How to write (large) files using Ruby Eventmachine

I spent several days searching for some examples other than echo-server for eventmachine, but it seems they aren't there. Let's say I want to write a server that accepts a file and writes it to Tempfile:

require 'rubygems' require 'tempfile' require 'eventmachine' module ExampleServer def receive_data(data) f = Tempfile.new('random') f.write(data) ensure f.close end end EventMachine::run { EventMachine::start_server "127.0.0.1", 8081, ExampleServer puts 'running example server on 8081' } 

Writing to a file blocks the reactor, but I don’t understand how to do this "Eventmachine Style". Should I read the data in chunks and write each fragment to disk in the Em.next_tick block?

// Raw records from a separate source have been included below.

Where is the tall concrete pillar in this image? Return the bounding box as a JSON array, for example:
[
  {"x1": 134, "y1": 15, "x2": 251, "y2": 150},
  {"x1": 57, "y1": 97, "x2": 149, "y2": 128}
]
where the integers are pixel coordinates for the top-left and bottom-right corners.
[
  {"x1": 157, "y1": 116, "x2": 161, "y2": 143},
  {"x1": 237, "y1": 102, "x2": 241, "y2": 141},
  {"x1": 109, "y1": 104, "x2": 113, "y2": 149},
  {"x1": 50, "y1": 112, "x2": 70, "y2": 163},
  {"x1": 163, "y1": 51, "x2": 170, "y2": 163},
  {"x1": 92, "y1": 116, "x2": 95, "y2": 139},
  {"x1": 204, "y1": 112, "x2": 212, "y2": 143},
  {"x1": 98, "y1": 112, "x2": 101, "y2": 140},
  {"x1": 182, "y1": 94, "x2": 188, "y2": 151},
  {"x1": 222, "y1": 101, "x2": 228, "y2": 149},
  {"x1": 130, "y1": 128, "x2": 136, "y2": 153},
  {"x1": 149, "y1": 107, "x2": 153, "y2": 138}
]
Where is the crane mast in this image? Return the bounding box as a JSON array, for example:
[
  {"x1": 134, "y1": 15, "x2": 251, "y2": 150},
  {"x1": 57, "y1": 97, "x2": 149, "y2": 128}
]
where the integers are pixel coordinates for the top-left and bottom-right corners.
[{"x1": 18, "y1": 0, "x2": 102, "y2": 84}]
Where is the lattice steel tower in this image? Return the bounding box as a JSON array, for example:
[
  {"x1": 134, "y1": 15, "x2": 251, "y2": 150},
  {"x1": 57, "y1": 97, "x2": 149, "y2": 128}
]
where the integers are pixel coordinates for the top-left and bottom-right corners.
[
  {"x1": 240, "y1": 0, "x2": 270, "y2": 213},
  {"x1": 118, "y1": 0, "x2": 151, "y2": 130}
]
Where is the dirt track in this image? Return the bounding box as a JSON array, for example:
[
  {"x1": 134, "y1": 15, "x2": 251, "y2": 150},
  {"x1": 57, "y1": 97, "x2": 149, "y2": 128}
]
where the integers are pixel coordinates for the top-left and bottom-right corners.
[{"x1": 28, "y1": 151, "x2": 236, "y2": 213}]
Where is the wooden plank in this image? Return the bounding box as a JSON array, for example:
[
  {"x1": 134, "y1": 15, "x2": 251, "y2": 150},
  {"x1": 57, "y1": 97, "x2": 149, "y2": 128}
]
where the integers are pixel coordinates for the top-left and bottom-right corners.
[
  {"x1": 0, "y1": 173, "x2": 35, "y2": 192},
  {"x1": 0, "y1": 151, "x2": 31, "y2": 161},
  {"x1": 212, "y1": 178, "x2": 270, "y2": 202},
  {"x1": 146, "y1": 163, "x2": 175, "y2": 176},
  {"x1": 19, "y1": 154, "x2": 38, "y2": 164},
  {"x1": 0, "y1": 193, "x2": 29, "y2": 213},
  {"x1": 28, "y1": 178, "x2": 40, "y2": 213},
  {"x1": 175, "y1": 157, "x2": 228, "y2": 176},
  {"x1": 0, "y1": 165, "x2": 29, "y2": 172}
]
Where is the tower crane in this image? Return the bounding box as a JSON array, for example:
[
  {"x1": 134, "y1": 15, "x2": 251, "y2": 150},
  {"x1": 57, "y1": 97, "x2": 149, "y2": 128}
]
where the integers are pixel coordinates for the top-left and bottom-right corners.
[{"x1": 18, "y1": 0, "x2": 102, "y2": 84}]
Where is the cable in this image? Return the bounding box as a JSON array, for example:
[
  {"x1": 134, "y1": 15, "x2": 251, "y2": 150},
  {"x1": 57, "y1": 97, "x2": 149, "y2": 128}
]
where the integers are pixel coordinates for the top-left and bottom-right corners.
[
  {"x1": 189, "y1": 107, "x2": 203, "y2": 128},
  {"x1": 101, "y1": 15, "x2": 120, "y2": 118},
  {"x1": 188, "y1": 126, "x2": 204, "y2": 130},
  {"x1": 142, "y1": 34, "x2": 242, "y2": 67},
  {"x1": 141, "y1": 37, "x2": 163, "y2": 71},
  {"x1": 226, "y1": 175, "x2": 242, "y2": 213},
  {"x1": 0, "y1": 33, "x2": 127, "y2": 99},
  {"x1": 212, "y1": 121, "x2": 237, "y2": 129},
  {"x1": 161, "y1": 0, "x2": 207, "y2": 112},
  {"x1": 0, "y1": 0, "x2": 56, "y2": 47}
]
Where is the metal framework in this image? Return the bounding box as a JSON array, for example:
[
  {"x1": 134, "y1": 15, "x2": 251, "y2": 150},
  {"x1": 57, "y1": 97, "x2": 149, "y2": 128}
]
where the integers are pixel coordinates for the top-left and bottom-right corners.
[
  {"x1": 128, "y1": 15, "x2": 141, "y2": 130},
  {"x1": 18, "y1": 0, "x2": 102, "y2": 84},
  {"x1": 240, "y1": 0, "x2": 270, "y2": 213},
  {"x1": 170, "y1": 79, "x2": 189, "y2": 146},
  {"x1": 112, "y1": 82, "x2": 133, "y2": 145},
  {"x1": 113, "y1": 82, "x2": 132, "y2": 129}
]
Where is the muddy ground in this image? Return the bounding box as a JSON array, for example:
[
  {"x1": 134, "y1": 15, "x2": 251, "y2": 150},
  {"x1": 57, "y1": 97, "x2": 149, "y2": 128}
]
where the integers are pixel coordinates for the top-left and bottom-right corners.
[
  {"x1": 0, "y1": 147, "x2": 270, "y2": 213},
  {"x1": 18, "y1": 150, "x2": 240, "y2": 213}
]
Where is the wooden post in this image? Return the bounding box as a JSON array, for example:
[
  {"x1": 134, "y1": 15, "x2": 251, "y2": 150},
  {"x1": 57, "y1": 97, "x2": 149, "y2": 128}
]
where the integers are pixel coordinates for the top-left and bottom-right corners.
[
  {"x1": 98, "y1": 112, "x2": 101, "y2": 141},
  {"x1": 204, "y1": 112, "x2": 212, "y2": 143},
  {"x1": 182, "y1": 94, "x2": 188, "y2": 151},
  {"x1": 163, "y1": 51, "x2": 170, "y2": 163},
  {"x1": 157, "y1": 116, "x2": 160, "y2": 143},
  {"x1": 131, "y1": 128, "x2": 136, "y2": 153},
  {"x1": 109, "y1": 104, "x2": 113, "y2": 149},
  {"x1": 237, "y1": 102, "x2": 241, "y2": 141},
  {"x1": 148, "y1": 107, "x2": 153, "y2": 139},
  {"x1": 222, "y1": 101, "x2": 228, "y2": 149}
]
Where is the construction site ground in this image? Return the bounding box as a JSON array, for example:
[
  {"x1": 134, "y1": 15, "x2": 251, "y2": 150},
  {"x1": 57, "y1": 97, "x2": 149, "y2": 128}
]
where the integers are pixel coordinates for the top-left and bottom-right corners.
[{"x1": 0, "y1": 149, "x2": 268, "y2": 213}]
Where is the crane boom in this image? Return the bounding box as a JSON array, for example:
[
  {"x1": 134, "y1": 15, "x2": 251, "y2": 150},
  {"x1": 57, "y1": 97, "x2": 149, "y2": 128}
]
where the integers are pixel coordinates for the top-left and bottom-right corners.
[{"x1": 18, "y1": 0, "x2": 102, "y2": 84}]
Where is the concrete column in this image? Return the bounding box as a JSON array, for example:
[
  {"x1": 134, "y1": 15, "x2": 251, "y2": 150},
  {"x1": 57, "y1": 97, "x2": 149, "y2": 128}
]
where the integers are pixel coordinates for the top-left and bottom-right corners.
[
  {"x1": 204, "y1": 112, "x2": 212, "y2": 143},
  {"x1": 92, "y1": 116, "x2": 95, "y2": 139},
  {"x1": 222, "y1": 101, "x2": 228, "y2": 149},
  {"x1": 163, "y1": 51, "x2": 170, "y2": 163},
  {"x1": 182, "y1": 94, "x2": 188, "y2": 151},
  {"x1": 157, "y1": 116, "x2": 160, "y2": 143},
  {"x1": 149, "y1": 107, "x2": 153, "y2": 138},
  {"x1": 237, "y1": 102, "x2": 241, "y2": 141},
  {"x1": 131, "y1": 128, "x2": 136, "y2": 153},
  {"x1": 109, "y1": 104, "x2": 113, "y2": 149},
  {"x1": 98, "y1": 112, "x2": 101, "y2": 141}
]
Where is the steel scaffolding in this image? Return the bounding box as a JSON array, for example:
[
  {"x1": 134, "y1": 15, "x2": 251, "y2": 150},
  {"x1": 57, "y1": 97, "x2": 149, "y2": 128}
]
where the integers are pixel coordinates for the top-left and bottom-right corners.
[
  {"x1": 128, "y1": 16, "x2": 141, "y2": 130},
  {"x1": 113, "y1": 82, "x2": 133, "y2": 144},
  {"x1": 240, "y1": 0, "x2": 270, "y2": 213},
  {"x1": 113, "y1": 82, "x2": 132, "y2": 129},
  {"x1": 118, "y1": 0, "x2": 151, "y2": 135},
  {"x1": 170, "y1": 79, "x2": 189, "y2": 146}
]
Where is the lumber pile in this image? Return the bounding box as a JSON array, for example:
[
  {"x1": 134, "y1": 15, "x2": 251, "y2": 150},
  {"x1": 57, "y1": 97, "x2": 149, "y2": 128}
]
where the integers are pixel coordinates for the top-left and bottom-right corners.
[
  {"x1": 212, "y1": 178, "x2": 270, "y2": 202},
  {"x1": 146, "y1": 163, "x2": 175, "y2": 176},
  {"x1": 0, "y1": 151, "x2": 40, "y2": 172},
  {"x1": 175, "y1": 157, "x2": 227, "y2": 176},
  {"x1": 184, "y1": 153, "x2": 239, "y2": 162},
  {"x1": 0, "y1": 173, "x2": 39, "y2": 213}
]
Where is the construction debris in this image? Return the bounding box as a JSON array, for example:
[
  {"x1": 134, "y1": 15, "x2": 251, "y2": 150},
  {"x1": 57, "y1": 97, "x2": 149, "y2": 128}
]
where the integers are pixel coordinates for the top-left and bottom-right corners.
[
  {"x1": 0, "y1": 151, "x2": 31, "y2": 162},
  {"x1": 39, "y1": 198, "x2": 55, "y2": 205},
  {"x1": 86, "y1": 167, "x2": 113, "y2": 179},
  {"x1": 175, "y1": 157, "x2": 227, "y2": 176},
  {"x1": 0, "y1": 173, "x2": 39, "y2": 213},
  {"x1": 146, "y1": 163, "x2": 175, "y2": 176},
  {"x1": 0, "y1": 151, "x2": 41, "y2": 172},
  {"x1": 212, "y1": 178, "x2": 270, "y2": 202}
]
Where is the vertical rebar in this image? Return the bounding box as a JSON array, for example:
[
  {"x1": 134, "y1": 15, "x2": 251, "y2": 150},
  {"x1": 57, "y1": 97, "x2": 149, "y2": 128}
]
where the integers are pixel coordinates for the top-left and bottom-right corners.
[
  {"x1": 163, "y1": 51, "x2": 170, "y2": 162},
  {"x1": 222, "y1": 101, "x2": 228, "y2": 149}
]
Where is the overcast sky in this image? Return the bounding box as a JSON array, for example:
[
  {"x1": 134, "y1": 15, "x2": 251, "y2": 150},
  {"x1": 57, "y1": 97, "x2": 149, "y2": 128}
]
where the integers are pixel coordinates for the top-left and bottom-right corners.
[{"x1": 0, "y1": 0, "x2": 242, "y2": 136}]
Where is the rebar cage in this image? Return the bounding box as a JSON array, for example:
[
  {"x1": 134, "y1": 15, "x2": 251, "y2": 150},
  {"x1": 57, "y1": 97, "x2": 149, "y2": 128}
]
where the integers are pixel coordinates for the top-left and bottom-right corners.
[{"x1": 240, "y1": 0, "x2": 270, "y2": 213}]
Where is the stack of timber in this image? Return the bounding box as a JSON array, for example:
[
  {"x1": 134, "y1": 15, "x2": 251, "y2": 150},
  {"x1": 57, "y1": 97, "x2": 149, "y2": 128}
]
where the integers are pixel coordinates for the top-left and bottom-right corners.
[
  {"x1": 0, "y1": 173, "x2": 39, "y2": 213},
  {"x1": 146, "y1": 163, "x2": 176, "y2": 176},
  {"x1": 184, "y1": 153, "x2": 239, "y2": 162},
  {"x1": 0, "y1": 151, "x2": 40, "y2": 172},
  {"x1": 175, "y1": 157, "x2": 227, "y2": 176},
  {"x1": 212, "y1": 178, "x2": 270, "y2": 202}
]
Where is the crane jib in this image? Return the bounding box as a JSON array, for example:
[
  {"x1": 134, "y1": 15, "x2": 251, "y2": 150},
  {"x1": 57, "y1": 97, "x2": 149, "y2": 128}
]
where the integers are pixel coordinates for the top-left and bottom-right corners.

Thanks for any help Andreas

+6
ruby eventmachine
source share
4 answers

Two answers:

Lazy answer: just use a blocking record. EM is already sending you discrete chunks of data, not just one giant row. Thus, your implementation example may be slightly off. Are you sure you want to create a new temporary file for each individual fragment that EM you like? However, I will continue, believing that your sample code is working as intended.

Admittedly, the lazy approach depends on the device you are writing, but the simultaneous recording of several large streams to disk will be a major obstacle and you will lose your benefits from having a server anyway. You will just finish working with the juggling disk in all places, IO performance will drop dramatically, and your server will also have performance. Working with a lot of things immediately remains in order with RAM, but as soon as you start working with block devices and scheduling I / O, you will run into performance bottlenecks no matter what you do.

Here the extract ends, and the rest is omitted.